The problems with Wikipedia

February 18th, 2007

Wikipedia is one of the most incredible developments that I’ve ever seen. An encyclopedia that anyone can edit? Sounds like a fruitbat notion doomed to failure. But it’s worked.


There are a few fault points developing. And these may show the beginning of the end for Wikipedia as we know it. A couple of examples:

Exhibit one – the ongoing webcomics war on wikipedia.

There have been a strange, ongoing series of fights in Wikipedia over the question of notability in Wikipedia. The story in a nutshell (see Websnark for a few more examples. ) is that some of the Wikipedia editors are systematically deleting the articles for many web comics. Now web comics are probably not a hugely broad phenomena, but they’re certainly pretty popular with a large number of people (even if the proportion is small).

The argument for deleting is ‘notability’. The guidelines state that there need to be multiple, non-trivial mentions in newspapers, magazines and so forth. Given that there is little coverage of web comics outside of the community (which, of course, doesn’t count for this) then it’s very hard for even a relatively famous web comic to qualify.

(I could, by the way, go on about the strange anti-democratic nature of requiring some media gatekepper to decide what’s notable, but that’s not really the point).

The real problem I have with this is that the rules for websites don’t really match up with the rules for fiction.

There is, for instance a fairly long article on the Kobayashi Maru, a fairly minor plot point from a Star Trek film. There are almost five hundred articles on different Pokemon species. There are many pages of Harry Potter characters, including Sir Patricky Delaney-Podmore.

Personally I don’t object to any of these being included in the Wiki. They are, after all, of interest to some people. But what I find deeply perplexing is the low standard for inclusion set here compared to elsewhere. So long as an article is well written and encyclopedic, does it really matter how many people it’s of interest to? Just hit ‘Random Page’ a dozen times in a row to see what kinds of things do make the cut.

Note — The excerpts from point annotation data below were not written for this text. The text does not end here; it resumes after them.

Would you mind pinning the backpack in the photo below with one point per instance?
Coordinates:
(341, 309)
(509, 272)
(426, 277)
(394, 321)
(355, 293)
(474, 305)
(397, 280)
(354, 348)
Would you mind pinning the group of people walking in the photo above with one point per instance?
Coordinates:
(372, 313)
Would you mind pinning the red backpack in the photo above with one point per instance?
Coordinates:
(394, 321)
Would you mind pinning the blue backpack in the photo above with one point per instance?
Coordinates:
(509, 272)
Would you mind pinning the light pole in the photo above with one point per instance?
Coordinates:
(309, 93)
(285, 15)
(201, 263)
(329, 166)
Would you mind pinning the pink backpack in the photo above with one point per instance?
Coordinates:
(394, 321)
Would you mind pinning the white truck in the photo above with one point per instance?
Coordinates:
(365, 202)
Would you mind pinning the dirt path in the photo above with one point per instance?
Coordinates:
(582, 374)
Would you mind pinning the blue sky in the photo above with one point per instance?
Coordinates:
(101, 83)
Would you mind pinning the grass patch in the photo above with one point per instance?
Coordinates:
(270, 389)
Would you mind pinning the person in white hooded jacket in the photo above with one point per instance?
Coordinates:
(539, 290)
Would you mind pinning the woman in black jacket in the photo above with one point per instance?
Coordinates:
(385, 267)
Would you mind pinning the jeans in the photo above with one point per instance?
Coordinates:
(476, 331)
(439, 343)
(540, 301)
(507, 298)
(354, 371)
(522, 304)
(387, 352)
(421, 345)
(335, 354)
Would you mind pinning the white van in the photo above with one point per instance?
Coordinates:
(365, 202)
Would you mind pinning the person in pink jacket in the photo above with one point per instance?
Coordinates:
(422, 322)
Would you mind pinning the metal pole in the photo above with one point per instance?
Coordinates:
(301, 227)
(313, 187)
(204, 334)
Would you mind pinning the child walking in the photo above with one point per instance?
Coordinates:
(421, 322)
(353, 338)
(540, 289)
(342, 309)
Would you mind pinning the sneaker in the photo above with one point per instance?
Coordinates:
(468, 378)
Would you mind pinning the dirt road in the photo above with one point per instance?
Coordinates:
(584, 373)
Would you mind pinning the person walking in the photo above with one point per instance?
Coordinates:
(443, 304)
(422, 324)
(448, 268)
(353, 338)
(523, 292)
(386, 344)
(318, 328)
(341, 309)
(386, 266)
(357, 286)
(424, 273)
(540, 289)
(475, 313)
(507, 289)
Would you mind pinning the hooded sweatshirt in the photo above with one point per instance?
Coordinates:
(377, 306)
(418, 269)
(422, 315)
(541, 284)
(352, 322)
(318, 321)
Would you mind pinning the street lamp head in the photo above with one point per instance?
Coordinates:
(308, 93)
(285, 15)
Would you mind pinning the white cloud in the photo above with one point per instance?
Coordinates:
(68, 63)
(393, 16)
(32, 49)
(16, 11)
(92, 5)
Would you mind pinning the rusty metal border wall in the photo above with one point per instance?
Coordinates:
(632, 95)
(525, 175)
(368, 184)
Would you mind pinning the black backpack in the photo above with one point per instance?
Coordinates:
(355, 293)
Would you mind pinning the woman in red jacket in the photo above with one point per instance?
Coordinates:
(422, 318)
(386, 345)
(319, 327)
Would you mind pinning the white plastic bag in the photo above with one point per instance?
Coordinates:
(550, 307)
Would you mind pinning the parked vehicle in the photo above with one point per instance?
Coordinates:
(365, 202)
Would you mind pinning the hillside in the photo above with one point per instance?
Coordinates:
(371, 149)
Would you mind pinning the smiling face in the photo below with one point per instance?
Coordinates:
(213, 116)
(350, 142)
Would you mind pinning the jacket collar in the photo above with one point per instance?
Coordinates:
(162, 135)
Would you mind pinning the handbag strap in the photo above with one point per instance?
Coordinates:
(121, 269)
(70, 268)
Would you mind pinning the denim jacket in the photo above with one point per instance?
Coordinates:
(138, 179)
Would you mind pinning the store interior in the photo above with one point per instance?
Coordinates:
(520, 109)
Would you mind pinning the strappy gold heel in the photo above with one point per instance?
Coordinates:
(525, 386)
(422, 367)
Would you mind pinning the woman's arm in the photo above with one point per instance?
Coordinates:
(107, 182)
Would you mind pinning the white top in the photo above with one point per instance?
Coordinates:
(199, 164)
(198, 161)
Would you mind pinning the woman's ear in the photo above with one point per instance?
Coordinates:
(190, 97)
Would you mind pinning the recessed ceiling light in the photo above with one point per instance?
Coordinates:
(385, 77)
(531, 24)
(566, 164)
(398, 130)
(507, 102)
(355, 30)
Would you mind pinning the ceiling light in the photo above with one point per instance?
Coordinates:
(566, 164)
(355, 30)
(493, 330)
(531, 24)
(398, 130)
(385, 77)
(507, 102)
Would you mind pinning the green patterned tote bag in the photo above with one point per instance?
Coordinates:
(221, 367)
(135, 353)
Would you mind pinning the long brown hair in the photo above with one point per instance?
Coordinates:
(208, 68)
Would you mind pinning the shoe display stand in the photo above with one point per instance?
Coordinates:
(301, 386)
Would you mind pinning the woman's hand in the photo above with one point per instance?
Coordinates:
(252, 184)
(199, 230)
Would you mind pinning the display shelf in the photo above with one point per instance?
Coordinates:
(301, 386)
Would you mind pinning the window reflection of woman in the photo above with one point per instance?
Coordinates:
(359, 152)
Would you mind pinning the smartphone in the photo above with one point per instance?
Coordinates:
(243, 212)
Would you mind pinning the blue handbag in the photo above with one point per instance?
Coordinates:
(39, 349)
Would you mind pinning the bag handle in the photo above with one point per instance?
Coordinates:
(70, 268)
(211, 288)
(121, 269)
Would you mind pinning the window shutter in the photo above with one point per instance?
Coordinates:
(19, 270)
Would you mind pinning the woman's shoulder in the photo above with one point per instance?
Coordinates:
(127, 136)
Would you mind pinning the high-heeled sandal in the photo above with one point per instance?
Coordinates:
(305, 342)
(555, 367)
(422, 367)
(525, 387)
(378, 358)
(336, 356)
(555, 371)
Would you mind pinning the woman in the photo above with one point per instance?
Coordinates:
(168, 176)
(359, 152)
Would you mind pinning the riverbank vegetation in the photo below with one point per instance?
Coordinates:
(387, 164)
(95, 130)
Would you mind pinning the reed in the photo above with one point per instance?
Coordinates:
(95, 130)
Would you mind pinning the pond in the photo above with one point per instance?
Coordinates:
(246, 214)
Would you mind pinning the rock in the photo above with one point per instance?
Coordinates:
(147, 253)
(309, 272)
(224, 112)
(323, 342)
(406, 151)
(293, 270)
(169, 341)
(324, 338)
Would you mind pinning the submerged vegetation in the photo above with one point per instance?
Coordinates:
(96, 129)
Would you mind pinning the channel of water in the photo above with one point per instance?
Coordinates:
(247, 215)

So, problem one: where do you draw the line about what to include, especially when you need lines that make sense for both apples and oranges?

Exhibit two – Microsoft hiring someone to edit articles in their favour.

A brief blog-storm came up recently over Rick Jeliffe’s revelation that Microsoft had offered to pay him for a few days work to correct entries on their OOXML file format. Microsoft was more or less asking him to go and improve the articles, without any editorial control. And, by all accounts, the articles were in a pretty bad state of anti-Microsoft hysteria (although Rick does not appear to be hugely impartial in the ODF versus OOXML fight).

There are a bunch of questions about the ethics or otherwise of this. But the bigger issue is that it’s pretty much impossible that a lot of companies are not actively out there doing exactly this sort of thing with far less disclosure than we see here. It is pretty trivial, after all, to use an anonymising web surfing service to disguise your point of origin. And with the number of fanboys (and -girls) out there for pretty much anything these days (I’m looking at you, Nintendo and Sony!) it would be very hard to tell for certain that a person was an actual company shill.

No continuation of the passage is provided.